In this brief interview between Tim Keller and Matt Smethurst about Keller’s book Every Good Endeavour: Connecting your Work to God’s Work, the point that I found particularly helpful was Keller’s diagnosis of how “the counternarrative of the gospel addresses our propensity to idolize or demonize, to overwork or underwork”. This repeats a characteristic move of Keller’s, showing how the gospel saves us from both horns of a dilemma by cutting across it with a third option that resolves to neither of its dichotomous alternatives. He does the same in The Freedom of Self-Forgetfulness, splitting the horns of self-importance and self-loathing by arguing that the bible encourages us to look away from ourselves towards God and others.
In Every Good Endeavor, it seems that Keller similarly groups together overwork and underwork, naïve utopianism and cynical disillusionment, as symptoms of the same disease of failing to have a gospel understanding of our work. Keller’s explanation of how the gospel helps us avoid both pitfalls takes the same form as his argument for why Christians should make the best cultural critics:
The gospel includes the news that the problem with the world is sin—sin in all of us, sin marring everything—and the only hope is God’s grace. That prevents us from locating the real problem in any created thing (demonizing something that is God-created and good) or locating the real solution in any created thing (idolizing something limited and fallen). Also, the Bible lets us know that while Christ’s kingdom is already here, it is not yet fully here. We are saved, but still very imperfect, yet we live in the certainty that love and goodness will triumph in the world and in us.
In short, we have no reason to become too angry or too sanguine about any trend or object or influence. We have no reason to become too optimistic or too pessimistic. In the book we argue that this balanced gospel-view of life has an enormous effect on how we work. Christian journalists should not be too cynical, nor should they write puff pieces or propaganda. Christian artists should be neither nihilistic and unremittingly dark (as so much contemporary art is), nor sentimental, saccharine, or strictly commercial (doing whatever sells). Christians in business should avoid both the “this company will change the world” hype or cynically “working for the weekend.”
Does this mean we need to be cynical and propagandistic in equal measure? I don’t think it does. What it means is that there is always hope in our critique, and always caution in our praise, when we are addressing earthly ideas or events. It also seems right and biblical to me that there should be a general predisposition in the Christian academic’s outlook to seek the positive. Francis Schaeffer characterised the negative as the “minor key” of Christian art, with hope and the positive as the “major key”. Now of course the proportion of the major and minor keys depends in each case on the context in which a particular work of art is being made or in which argument is being formed, but taken as a general principle we Christians should be striking the major chords more often than the minor.

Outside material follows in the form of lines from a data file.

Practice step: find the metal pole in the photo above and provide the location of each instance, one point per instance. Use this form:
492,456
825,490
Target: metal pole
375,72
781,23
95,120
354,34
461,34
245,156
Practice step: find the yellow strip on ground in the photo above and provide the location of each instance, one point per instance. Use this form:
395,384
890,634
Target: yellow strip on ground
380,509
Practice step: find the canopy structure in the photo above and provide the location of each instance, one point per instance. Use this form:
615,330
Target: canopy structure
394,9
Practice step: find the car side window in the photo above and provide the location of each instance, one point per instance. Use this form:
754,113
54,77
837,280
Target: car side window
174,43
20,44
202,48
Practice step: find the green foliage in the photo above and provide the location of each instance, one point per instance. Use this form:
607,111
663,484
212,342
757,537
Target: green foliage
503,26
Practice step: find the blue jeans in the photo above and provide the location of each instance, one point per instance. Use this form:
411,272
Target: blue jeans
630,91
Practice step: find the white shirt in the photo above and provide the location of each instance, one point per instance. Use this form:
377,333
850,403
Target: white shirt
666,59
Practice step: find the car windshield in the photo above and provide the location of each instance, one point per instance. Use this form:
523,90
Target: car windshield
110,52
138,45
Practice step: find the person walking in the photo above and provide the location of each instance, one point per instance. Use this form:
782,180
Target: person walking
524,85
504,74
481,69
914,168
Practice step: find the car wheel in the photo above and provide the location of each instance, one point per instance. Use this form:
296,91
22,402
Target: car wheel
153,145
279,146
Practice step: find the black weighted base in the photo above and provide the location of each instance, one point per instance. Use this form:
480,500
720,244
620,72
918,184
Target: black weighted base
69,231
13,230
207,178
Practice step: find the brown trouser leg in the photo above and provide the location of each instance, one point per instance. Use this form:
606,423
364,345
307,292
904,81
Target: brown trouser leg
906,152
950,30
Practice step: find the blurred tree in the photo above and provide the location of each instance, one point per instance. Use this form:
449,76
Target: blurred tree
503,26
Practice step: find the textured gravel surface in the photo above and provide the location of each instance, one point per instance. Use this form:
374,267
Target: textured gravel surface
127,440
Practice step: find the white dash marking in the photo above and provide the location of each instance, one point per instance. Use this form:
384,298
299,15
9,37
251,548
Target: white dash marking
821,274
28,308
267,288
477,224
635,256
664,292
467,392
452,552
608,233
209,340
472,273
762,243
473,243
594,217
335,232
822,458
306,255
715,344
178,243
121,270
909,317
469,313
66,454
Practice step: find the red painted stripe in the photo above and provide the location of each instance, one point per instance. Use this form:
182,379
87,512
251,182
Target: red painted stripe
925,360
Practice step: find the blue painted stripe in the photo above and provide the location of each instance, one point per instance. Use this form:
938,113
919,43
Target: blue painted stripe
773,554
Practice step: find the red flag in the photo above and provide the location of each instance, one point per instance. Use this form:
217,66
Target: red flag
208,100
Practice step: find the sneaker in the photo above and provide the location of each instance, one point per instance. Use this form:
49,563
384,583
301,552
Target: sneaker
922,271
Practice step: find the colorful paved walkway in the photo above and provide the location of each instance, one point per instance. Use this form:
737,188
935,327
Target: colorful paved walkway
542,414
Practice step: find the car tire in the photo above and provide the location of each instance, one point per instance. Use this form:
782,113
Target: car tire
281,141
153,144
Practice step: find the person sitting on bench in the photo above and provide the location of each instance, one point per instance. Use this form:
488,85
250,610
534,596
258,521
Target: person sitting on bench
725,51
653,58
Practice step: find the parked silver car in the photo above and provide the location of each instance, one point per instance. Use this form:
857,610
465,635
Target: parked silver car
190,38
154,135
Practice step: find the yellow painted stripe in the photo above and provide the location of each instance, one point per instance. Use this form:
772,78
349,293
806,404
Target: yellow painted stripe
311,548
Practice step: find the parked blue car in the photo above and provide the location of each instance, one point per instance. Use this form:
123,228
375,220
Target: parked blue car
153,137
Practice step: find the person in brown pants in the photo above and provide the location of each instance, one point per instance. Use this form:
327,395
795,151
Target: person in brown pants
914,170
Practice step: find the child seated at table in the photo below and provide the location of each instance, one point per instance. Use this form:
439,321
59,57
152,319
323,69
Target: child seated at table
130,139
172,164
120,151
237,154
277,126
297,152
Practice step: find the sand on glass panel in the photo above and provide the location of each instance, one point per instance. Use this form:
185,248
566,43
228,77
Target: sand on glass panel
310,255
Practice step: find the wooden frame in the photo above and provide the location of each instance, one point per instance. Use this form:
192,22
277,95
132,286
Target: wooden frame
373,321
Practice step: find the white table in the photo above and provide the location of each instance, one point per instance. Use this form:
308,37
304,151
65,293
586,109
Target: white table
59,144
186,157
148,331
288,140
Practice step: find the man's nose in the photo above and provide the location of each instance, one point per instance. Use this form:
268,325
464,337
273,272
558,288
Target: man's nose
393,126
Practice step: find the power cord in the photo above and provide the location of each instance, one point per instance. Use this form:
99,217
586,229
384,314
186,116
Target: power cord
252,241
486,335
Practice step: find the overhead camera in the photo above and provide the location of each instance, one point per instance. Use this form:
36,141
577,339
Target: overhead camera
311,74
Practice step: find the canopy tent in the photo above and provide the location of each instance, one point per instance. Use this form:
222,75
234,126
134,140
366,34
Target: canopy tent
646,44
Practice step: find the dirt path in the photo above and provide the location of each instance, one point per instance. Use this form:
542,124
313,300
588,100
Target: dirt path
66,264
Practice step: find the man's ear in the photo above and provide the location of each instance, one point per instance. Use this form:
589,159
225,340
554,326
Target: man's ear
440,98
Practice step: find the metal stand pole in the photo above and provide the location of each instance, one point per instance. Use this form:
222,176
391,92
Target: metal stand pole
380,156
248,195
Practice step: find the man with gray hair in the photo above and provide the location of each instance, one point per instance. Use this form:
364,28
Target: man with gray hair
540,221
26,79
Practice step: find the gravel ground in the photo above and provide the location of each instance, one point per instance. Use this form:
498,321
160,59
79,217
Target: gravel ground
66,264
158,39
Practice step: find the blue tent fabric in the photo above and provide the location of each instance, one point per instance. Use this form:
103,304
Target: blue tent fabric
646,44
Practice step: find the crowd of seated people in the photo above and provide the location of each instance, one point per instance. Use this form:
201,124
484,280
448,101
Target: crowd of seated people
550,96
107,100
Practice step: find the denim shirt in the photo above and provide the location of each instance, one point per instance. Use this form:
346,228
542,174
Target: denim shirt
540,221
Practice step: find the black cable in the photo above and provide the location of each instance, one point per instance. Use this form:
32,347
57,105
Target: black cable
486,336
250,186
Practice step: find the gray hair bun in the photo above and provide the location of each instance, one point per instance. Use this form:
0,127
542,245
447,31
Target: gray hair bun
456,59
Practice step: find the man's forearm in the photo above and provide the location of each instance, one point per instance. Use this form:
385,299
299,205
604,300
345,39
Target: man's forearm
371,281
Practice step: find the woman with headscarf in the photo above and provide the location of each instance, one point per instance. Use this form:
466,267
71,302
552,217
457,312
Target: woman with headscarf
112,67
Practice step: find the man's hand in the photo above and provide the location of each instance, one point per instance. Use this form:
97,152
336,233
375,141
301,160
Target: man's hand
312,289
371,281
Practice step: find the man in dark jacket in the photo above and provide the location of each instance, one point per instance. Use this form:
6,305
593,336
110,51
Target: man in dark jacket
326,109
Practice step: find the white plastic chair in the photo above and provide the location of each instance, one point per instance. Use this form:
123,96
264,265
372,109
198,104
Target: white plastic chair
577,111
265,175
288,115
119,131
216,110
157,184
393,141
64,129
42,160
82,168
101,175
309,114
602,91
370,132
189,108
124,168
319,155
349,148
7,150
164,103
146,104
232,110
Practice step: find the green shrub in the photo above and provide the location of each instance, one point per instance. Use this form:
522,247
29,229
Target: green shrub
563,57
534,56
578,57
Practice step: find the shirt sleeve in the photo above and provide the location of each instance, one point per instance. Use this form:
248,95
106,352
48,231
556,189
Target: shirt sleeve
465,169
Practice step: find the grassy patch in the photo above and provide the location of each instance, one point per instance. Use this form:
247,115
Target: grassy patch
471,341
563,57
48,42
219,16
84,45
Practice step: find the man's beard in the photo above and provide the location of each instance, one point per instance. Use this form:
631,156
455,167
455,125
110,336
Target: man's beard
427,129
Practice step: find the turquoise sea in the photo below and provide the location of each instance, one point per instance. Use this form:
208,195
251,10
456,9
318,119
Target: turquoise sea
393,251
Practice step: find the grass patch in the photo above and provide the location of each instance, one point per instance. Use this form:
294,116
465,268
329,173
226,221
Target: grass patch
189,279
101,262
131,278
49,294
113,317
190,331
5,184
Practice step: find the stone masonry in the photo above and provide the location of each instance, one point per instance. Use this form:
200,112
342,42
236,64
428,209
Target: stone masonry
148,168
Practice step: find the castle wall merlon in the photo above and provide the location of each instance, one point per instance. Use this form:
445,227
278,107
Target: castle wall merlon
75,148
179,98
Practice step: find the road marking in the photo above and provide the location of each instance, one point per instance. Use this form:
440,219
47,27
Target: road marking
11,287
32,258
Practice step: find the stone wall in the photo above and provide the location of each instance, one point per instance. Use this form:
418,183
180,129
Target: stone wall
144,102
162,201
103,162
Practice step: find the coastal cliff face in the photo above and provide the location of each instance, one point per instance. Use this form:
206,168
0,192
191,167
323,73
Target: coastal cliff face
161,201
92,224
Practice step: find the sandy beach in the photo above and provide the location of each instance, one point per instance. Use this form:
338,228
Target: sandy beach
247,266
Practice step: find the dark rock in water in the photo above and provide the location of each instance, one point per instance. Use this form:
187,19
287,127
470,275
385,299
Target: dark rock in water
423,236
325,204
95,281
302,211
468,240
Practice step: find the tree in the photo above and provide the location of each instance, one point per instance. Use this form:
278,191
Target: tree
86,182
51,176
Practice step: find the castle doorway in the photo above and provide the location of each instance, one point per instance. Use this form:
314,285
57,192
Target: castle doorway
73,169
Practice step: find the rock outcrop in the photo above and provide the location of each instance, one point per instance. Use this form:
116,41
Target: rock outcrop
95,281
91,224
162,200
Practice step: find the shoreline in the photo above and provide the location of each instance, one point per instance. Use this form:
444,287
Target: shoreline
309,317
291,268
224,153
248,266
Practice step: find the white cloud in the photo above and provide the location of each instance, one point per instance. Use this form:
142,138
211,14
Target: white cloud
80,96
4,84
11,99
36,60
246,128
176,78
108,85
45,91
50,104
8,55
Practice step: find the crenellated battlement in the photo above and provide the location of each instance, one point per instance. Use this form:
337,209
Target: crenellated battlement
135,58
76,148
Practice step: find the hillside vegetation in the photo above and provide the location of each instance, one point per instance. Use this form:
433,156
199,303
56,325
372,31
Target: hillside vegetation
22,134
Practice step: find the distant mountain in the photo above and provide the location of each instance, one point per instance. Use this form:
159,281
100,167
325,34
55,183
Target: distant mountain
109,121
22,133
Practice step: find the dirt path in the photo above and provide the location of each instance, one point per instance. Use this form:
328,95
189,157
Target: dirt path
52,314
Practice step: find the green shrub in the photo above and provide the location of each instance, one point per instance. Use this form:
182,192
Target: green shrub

As Keller says in the interview above, “We are saved, but still very imperfect, yet we live in the certainty that love and goodness will triumph in the world and in us.”
The balance is nicely summed up by Paul’s conditional clauses in Philippians 4:8:
Finally, brothers, whatever is true, whatever is honorable, whatever is just, whatever is pure, whatever is lovely, whatever is commendable, if there is any excellence, if there is anything worthy of praise, think about these things.
In the academic world I witness both naïve utopianism and cynical disillusionment around me all the time, and struggle to avoid both those pitfalls myself. Every Good Endeavor is a book I have yet to read, but I am grateful to Keller for expressing the danger, and its solution, so clearly, and I look forward to picking up a copy.